Opening Up Communications

One trend was the liberalization of communications. In 1999, the country had only 300,000 landline phones and an infant mobile phone industry because the state-owned monopoly had served as a slush fund for government. The break-up of the monopoly early in the 21st Century opened the way for new entrants, among them a mobile phone operator called Safaricom.

The company introduced in 2007 a service called M-Pesa, which allows users to load money onto their phones – as they would prepaid airtime – and transfer it to another phone through a simple text message. It was introduced as a defensive measure to reduce subscriber churn.
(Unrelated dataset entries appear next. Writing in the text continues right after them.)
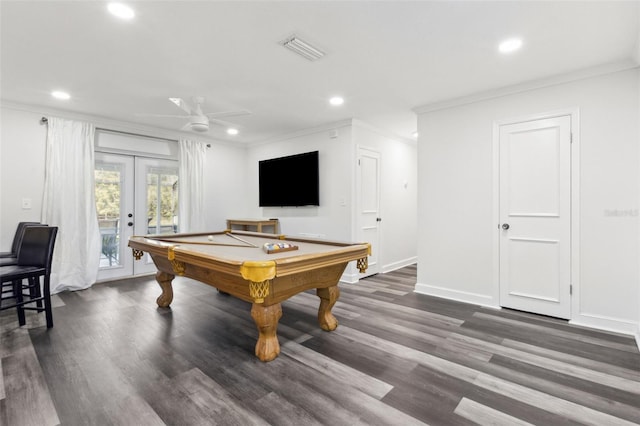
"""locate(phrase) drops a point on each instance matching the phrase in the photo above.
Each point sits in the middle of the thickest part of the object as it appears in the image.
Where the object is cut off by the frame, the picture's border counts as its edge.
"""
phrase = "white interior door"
(134, 196)
(368, 199)
(535, 216)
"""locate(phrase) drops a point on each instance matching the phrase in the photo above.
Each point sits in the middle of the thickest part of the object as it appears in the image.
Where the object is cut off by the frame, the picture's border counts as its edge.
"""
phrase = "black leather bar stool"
(35, 255)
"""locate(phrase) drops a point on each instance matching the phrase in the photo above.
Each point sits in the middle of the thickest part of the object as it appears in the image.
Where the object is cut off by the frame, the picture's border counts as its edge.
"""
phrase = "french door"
(134, 196)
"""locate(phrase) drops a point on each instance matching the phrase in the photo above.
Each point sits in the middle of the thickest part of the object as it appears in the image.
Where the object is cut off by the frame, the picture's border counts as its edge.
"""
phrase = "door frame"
(574, 114)
(375, 245)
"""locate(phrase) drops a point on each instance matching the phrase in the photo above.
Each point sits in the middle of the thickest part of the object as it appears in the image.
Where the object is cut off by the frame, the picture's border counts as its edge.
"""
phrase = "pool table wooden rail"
(264, 283)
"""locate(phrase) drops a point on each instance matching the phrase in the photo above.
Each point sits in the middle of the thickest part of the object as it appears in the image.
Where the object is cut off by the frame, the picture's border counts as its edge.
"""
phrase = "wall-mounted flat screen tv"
(289, 181)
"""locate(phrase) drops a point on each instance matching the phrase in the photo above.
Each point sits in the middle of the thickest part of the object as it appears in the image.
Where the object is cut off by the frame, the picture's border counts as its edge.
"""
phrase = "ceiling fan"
(199, 121)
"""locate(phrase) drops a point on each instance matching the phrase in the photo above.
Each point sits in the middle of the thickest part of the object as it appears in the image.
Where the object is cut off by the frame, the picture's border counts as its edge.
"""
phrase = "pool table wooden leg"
(266, 318)
(164, 279)
(328, 297)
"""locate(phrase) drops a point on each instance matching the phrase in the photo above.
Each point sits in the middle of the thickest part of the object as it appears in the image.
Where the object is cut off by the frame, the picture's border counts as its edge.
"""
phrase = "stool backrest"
(37, 245)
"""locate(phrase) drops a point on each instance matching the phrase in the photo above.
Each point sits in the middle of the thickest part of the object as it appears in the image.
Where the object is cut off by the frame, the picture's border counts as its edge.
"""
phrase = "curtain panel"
(69, 203)
(191, 186)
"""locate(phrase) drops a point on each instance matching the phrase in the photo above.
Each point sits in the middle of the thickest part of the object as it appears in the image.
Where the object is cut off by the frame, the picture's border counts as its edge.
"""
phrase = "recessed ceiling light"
(61, 95)
(510, 45)
(120, 10)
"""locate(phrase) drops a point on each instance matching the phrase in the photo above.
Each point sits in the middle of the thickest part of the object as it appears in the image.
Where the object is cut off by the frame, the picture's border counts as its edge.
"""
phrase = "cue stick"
(240, 239)
(204, 243)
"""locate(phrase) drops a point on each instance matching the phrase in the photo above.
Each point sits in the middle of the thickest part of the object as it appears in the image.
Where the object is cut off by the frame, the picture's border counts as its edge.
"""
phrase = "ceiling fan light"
(199, 127)
(199, 123)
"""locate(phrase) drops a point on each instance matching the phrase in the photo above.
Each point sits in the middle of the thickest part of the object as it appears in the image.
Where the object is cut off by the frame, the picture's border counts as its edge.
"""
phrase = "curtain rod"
(45, 120)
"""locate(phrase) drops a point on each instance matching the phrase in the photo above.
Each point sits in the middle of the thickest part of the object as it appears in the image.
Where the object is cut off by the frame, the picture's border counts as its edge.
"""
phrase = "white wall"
(398, 195)
(225, 185)
(331, 219)
(334, 219)
(456, 255)
(22, 160)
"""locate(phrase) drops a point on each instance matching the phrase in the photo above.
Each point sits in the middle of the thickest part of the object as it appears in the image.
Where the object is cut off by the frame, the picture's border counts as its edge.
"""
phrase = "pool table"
(237, 263)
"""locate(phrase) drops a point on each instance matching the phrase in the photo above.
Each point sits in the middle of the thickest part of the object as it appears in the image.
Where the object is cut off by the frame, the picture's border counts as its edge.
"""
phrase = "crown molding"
(304, 132)
(111, 125)
(530, 85)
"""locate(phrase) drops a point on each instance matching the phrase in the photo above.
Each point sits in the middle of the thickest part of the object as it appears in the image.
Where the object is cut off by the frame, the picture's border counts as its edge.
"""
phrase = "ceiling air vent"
(302, 48)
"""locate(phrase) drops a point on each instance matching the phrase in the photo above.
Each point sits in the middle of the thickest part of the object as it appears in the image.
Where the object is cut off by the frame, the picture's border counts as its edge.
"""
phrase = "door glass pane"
(108, 189)
(162, 200)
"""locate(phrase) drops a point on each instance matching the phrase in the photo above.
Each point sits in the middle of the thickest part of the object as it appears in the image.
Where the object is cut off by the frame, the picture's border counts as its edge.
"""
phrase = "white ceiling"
(384, 57)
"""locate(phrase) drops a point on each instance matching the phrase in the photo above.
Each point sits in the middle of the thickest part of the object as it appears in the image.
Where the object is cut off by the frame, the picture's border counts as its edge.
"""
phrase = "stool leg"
(47, 302)
(34, 291)
(17, 292)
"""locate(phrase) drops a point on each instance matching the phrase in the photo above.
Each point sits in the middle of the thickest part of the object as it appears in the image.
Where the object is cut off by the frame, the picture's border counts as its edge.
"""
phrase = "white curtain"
(69, 204)
(191, 186)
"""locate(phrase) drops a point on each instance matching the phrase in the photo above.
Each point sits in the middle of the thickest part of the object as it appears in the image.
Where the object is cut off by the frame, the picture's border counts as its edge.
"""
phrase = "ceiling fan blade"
(180, 103)
(222, 123)
(228, 113)
(142, 114)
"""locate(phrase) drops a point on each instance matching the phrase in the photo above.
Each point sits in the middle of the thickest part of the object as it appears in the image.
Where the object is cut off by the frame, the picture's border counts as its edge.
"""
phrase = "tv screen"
(289, 181)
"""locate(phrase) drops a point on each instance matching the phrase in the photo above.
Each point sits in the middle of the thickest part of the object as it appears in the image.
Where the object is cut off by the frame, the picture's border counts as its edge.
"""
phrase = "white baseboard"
(399, 264)
(350, 278)
(599, 322)
(457, 295)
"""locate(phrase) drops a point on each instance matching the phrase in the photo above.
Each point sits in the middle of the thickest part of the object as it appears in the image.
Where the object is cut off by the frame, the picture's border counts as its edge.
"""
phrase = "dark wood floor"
(397, 358)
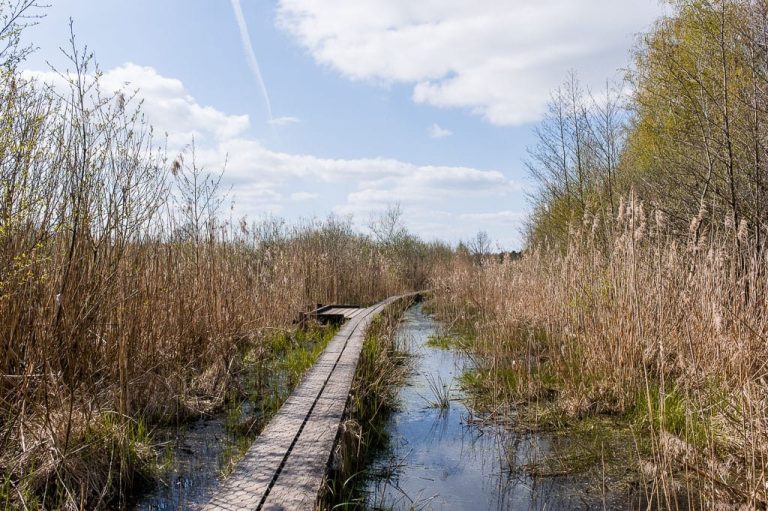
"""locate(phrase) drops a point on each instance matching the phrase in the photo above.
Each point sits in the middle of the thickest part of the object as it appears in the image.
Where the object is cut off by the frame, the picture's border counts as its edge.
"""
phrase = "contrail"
(250, 55)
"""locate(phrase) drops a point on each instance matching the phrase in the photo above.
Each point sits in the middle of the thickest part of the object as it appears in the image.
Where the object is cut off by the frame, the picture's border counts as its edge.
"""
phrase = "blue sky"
(430, 104)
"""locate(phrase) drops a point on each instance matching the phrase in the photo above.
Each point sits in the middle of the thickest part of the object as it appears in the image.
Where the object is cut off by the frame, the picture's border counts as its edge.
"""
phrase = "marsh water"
(438, 455)
(441, 457)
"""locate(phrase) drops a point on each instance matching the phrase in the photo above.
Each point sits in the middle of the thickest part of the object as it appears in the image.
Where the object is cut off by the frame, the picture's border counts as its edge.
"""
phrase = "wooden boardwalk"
(285, 466)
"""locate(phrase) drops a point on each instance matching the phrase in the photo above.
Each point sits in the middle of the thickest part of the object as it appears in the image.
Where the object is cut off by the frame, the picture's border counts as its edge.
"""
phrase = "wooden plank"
(248, 484)
(285, 466)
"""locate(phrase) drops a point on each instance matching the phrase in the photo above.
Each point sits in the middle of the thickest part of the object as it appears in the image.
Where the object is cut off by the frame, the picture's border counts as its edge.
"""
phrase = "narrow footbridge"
(285, 466)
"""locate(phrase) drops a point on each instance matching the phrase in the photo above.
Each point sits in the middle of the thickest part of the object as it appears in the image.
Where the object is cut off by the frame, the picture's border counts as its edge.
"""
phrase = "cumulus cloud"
(284, 121)
(437, 131)
(304, 196)
(496, 58)
(168, 105)
(262, 180)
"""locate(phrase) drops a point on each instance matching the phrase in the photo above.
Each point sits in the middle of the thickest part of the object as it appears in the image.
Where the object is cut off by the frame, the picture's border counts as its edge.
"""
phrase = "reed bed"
(127, 298)
(631, 322)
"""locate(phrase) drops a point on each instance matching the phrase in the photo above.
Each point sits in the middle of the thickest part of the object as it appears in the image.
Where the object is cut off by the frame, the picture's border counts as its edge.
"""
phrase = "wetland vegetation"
(618, 361)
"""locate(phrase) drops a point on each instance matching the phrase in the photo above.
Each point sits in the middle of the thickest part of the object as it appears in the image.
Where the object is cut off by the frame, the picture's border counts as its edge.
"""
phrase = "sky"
(349, 106)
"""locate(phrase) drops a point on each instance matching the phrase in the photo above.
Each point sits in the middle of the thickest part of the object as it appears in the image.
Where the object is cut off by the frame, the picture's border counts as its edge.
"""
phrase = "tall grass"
(631, 321)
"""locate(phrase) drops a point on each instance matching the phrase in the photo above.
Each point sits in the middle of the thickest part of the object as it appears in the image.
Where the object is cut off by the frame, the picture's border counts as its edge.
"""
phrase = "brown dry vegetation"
(125, 301)
(652, 314)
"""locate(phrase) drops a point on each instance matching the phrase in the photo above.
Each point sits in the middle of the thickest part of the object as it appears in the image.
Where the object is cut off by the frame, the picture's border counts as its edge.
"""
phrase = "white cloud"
(497, 58)
(437, 131)
(167, 103)
(304, 196)
(284, 121)
(262, 180)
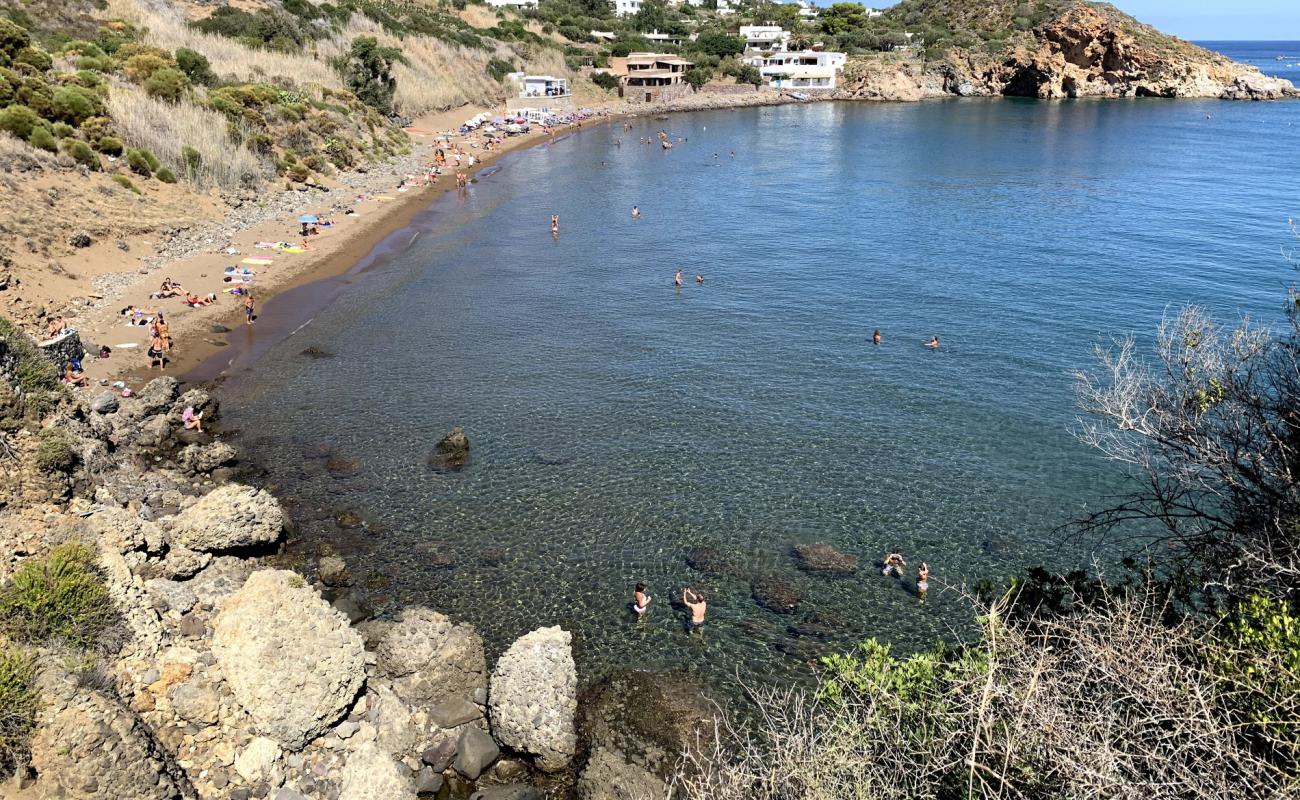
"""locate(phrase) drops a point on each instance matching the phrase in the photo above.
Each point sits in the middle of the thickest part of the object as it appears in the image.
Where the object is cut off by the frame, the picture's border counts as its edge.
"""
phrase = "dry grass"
(164, 129)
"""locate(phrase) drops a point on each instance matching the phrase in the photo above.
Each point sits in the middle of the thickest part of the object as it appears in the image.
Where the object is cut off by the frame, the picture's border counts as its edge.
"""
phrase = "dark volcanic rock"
(451, 453)
(824, 560)
(776, 595)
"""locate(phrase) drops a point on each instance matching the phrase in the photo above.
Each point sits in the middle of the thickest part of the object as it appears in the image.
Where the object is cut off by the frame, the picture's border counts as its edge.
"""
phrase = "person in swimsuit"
(156, 355)
(640, 601)
(694, 602)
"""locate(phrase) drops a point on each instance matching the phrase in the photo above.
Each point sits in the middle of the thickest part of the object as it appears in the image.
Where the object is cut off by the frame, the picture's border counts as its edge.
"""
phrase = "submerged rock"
(451, 453)
(534, 697)
(824, 560)
(776, 595)
(293, 662)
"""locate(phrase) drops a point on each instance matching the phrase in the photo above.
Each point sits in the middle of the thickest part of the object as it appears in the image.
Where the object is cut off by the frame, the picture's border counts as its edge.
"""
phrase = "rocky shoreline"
(226, 677)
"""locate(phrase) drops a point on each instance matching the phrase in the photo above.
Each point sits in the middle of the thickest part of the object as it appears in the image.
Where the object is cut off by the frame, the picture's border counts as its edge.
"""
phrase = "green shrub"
(20, 700)
(167, 83)
(141, 161)
(42, 138)
(109, 146)
(18, 120)
(195, 66)
(81, 152)
(60, 597)
(126, 184)
(55, 452)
Today, it handles US$320 million in payments each month, equivalent to one-fourth of Kenya’s GDP, and is responsible for driving mobile phone penetration to nearly 70%. In the process, it has unleashed economic activity by introducing banking services to low-income citizens and spawned a host of start-ups in Nairobi. In 2012, Safaricom and the Commercial Bank of Africa introduced M-Shwari, a savings and lending program operating by phone. Within 2 years, it built a customer base of 7 million and facilitated $14 million in loans. Next on Safaricom’s agenda is construction of an inland fiber network linking to new submarine fiber landing in Mombasa.

Private and Public-Sector Progress

The beginning of a modern market economy has permitted private-sector and public-sector progress to take hold. Kenya’s leading industrialist, Manilal Chandaria, has founded a business school and incubation center at Nairobi universities, which builds on the success of the iHub tech facility established in 2010. Microsoft has partnered with Intel and a school association to bundle devices, educational applications, affordable data plans and financing in Nairobi’s 4Afrika Youth Device Program. The national government’s Vision 2030 development plan has put major emphasis on introducing ICT into education. If present trends continue and gain greater momentum, Nairobi may achieve the coveted goal of developed status sooner than anyone expects.